Any time we want to apply for a personal loan, the first thing that lenders check is your credit score which is considered the main eligibility factor. We know how important a credit score is and it is pretty normal to notice a slight drop in your score when checking it. But if you see a decline of more than 10 to 15 points, you should immediately check why.

In this article, you will understand what is a credit score? and why it might be affected.

What is a Credit Score?

A credit score is generated based on your credit history. It is a 3-digit number ranging from 300 to 900, where 900 is the highest and 300 is the lowest. It indicates your overall creditworthiness and the ability to repay your debts without defaulting. It acts as a snapshot of your overall credit history.
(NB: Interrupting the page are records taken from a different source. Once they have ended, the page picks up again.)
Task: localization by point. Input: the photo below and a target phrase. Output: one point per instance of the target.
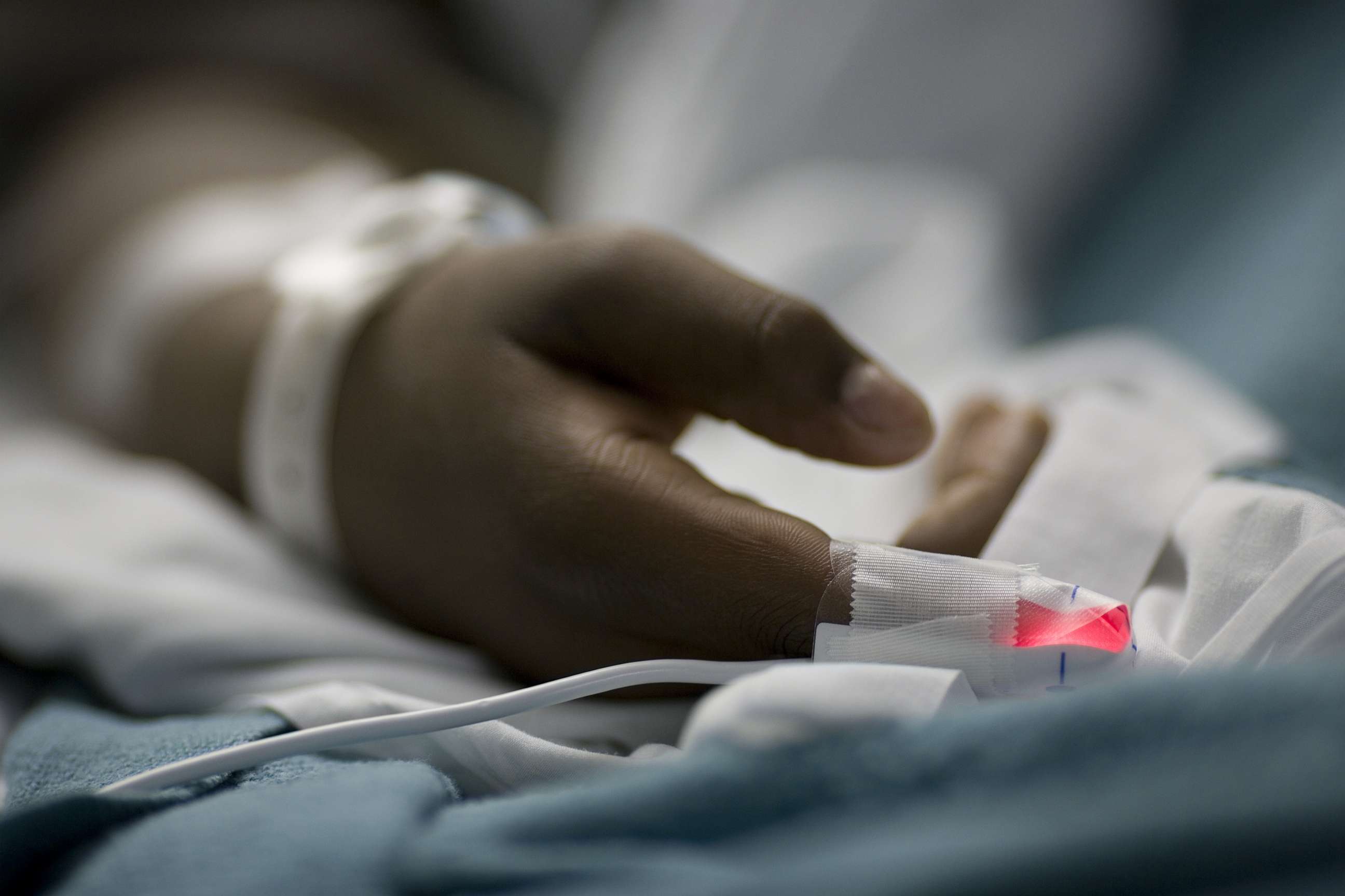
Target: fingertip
(887, 418)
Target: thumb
(661, 318)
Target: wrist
(198, 385)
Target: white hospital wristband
(327, 290)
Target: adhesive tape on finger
(1013, 631)
(327, 290)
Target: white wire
(423, 722)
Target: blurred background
(949, 178)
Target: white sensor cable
(424, 722)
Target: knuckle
(626, 252)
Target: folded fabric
(1226, 782)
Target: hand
(502, 470)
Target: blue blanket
(1225, 783)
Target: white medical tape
(1102, 500)
(327, 291)
(178, 256)
(1008, 629)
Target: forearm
(124, 159)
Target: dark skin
(502, 448)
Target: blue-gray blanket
(1227, 783)
(1227, 239)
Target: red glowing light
(1101, 627)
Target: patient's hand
(502, 467)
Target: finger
(660, 316)
(984, 459)
(649, 548)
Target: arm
(501, 454)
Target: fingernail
(879, 403)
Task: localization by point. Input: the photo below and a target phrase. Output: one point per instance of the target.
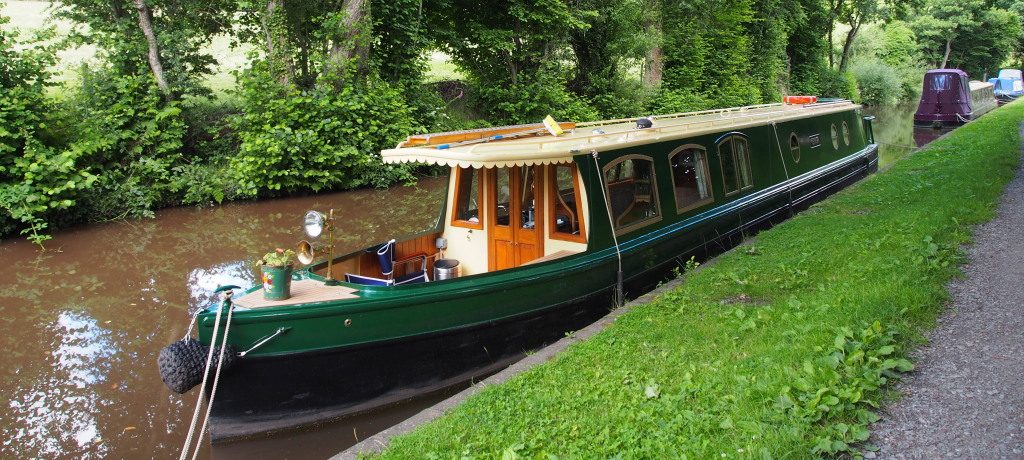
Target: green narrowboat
(539, 236)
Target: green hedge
(780, 348)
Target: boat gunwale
(384, 298)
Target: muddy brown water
(82, 323)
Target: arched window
(468, 198)
(689, 177)
(632, 193)
(795, 147)
(733, 155)
(566, 219)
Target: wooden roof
(532, 145)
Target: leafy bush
(36, 181)
(132, 138)
(532, 97)
(833, 83)
(845, 381)
(326, 137)
(878, 83)
(674, 100)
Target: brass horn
(306, 253)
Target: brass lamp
(315, 223)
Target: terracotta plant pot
(276, 282)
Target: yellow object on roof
(532, 144)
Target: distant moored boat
(948, 98)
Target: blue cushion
(415, 277)
(367, 281)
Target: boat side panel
(400, 312)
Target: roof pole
(619, 296)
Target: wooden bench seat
(552, 256)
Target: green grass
(768, 351)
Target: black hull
(260, 395)
(265, 394)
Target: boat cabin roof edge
(543, 150)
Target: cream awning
(507, 156)
(538, 148)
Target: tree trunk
(653, 63)
(945, 57)
(278, 53)
(145, 23)
(848, 45)
(834, 8)
(354, 41)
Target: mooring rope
(206, 374)
(216, 375)
(619, 300)
(779, 144)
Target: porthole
(795, 147)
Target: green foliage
(513, 55)
(532, 97)
(878, 83)
(131, 136)
(713, 61)
(36, 181)
(781, 351)
(834, 83)
(839, 388)
(321, 138)
(978, 37)
(183, 29)
(280, 257)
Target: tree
(163, 38)
(515, 53)
(967, 34)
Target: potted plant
(276, 274)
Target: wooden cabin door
(515, 216)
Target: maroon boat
(948, 98)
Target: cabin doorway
(515, 216)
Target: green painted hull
(398, 321)
(395, 312)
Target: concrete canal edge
(379, 442)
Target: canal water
(83, 322)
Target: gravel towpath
(966, 399)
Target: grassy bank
(782, 347)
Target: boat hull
(287, 390)
(266, 394)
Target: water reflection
(895, 133)
(58, 412)
(83, 322)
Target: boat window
(566, 223)
(735, 161)
(527, 205)
(503, 213)
(689, 176)
(795, 147)
(632, 194)
(468, 197)
(940, 82)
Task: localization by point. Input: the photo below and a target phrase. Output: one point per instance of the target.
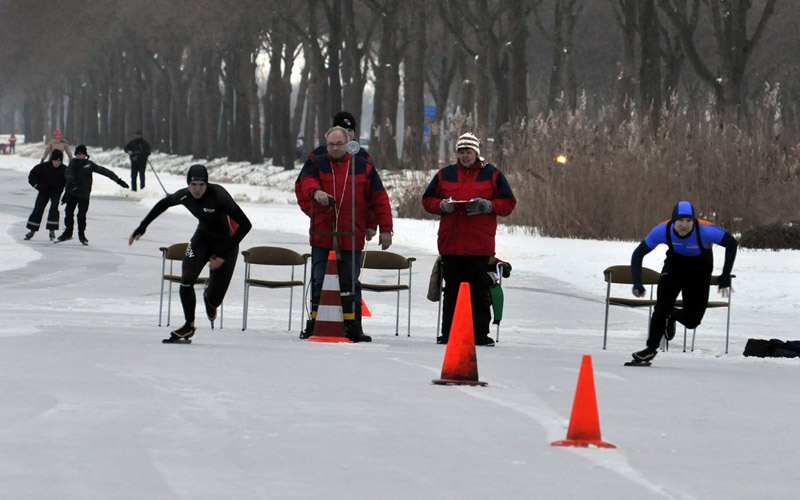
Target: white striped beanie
(469, 141)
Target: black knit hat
(682, 209)
(345, 120)
(197, 172)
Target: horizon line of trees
(188, 74)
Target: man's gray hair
(335, 129)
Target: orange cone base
(579, 443)
(447, 381)
(317, 338)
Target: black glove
(447, 207)
(479, 206)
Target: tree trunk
(733, 47)
(626, 79)
(650, 69)
(414, 85)
(519, 62)
(387, 84)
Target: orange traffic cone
(365, 312)
(460, 365)
(584, 424)
(329, 325)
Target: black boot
(669, 331)
(66, 235)
(309, 331)
(184, 332)
(645, 355)
(484, 339)
(211, 311)
(362, 337)
(350, 330)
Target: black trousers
(69, 213)
(472, 269)
(35, 220)
(198, 252)
(689, 276)
(138, 168)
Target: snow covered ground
(94, 406)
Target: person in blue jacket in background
(687, 271)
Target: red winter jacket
(334, 177)
(459, 233)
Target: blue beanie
(682, 209)
(197, 172)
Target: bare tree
(387, 84)
(414, 83)
(563, 81)
(734, 46)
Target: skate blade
(176, 341)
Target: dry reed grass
(620, 180)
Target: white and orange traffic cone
(329, 324)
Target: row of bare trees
(246, 79)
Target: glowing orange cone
(365, 312)
(460, 365)
(584, 424)
(329, 324)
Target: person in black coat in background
(138, 150)
(79, 189)
(48, 179)
(221, 227)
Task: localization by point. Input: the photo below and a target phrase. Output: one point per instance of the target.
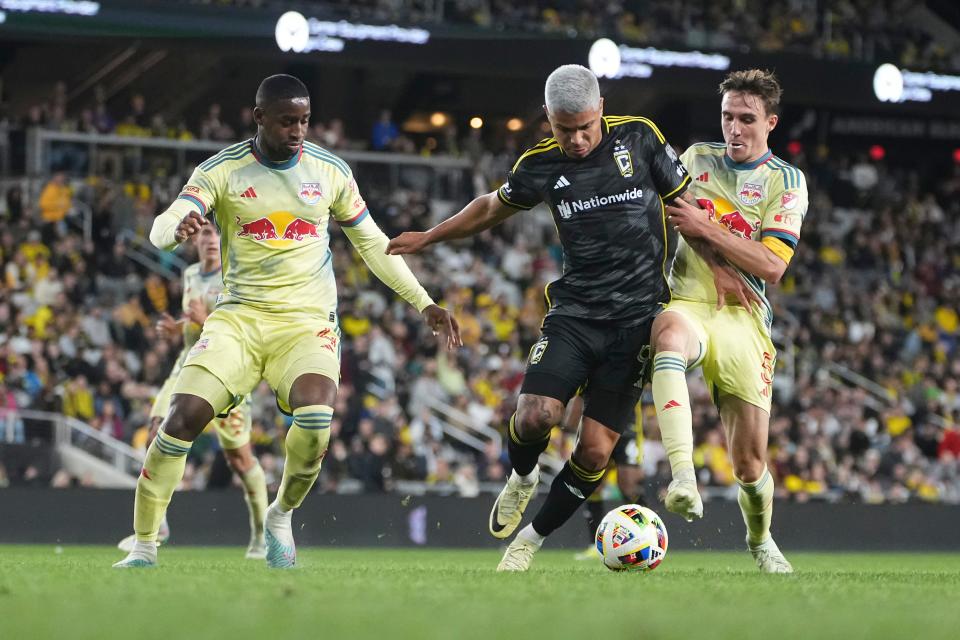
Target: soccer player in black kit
(605, 180)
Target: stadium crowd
(78, 338)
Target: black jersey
(608, 208)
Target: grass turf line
(373, 593)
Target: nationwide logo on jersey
(310, 192)
(567, 209)
(750, 193)
(621, 156)
(279, 229)
(726, 214)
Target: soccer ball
(631, 538)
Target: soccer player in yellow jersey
(272, 197)
(202, 285)
(751, 207)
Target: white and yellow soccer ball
(632, 538)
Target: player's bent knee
(593, 457)
(188, 416)
(748, 469)
(537, 415)
(240, 460)
(312, 389)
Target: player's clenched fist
(190, 225)
(408, 242)
(443, 323)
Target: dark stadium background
(868, 393)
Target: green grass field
(48, 592)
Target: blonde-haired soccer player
(272, 197)
(202, 285)
(751, 207)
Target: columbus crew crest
(621, 156)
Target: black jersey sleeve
(518, 190)
(669, 174)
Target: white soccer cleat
(518, 556)
(142, 556)
(769, 558)
(281, 552)
(507, 511)
(683, 498)
(162, 537)
(257, 550)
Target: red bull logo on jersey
(310, 192)
(727, 215)
(750, 193)
(278, 229)
(259, 229)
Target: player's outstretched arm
(752, 257)
(726, 280)
(482, 213)
(371, 243)
(169, 229)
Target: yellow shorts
(233, 431)
(736, 353)
(241, 346)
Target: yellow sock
(162, 472)
(756, 503)
(306, 444)
(672, 400)
(255, 494)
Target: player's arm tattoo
(710, 255)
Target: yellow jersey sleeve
(784, 210)
(348, 207)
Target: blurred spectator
(384, 131)
(56, 200)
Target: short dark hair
(761, 83)
(280, 87)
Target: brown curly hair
(763, 84)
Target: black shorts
(606, 359)
(625, 451)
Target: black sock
(524, 454)
(593, 513)
(572, 486)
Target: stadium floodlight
(888, 83)
(604, 58)
(292, 32)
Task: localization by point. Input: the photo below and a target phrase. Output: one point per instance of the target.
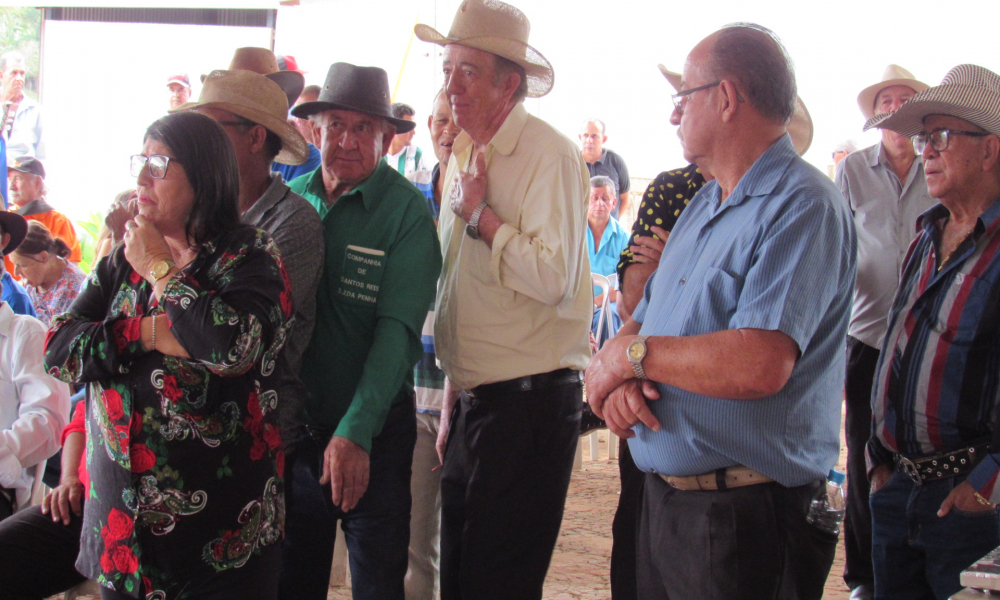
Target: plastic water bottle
(826, 511)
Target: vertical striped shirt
(778, 254)
(938, 378)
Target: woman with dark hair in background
(52, 281)
(176, 337)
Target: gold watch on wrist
(635, 352)
(160, 269)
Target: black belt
(541, 381)
(941, 466)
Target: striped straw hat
(969, 92)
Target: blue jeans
(917, 554)
(377, 529)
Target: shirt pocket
(360, 276)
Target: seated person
(53, 282)
(34, 407)
(605, 241)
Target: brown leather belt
(720, 479)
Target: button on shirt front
(778, 254)
(885, 214)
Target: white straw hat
(498, 28)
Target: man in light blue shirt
(606, 239)
(742, 341)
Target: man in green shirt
(381, 267)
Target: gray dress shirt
(885, 215)
(295, 227)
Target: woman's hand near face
(144, 246)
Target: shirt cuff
(10, 468)
(983, 478)
(505, 234)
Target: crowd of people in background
(295, 324)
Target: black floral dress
(184, 455)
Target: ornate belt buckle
(910, 468)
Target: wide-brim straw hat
(256, 98)
(497, 28)
(800, 128)
(264, 62)
(16, 226)
(357, 89)
(969, 92)
(894, 75)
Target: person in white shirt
(403, 155)
(34, 407)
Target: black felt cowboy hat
(358, 89)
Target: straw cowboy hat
(800, 128)
(263, 61)
(497, 28)
(968, 92)
(357, 89)
(256, 98)
(894, 75)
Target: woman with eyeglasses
(176, 336)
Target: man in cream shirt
(514, 308)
If you have a credit score above 750, you can quickly get a personal loan approved at comparatively lower interest rates, and you will have to pay high-interest rates when you have a poor score. If you are wondering how to check your credit score, you can easily do so by using Buddy Score to know your creditworthiness instantly.

 Five Reasons That Could Affect Your Overall Credit Score

  • Errors in your Credit Report

Your credit report can have errors when not updated regularly. Because of this, your credit score will reduce.

As a solution, you must constantly review your credit report once a year without fail and check if your personal information and the accounts are correct. If you find any error, report it immediately to your respective credit bureau either by mail or phone. After removing the mistakes, your credit score will gradually improve.

  • Missed payments

Your payment history plays a significant role in your credit score, and it accounts for 35% of your FICO score. Therefore, if you have failed to make payments on time or missed a payment, your credit score will drastically reduce.

As a solution, you can set reminders to make payments on time. You can also start repaying all your past debts to increase your credit score.

  • Increased utilization of your credit

When you use your credit to make large purchases, your credit utilization ratio increases. As a result, your credit score will be affected negatively. The credit utilization ratio accounts for 30% of your FICO score.

As a solution, utilize the credit below 30% of your income. The lower your credit utilization ratio, the higher your credit score.

  • Decrease in your credit limit

If the lender reduces your credit limit, it might increase your credit utilization, ultimately reducing your credit score. 

As a solution, you can ask your lender to increase your credit limit to reduce your utilization of credit in such a situation. If this does not work, you might have to pay down your current balance.

  • Applying for multiple credit loans

Each time you apply for new credit, the lender performs a hard credit inquiry to know your creditworthiness and ability to repay the due on time. According to the FICO score, each hard credit inquiry will decrease your credit score up to 5 points for a year. Therefore, applying for multiple credit loans for an extended period can drop your credit score.

The only solution to this problem is to apply for a loan only when you need it.


When applying for a personal loan, the lender considers the credit score a primary deciding factor before lending you the money. With a good score above 750, you can get an instant personal loan at a competitively lower interest rate. It is also essential to check your credit report regularly to ensure that it does not have any errors, and doing so will boost your credit score significantly. 

Thus, the above reasons would have given you insight into why your credit score might drop. Making timely payments, clearing your past debts, and keeping your credit utilization under a limit can help you improve your credit score.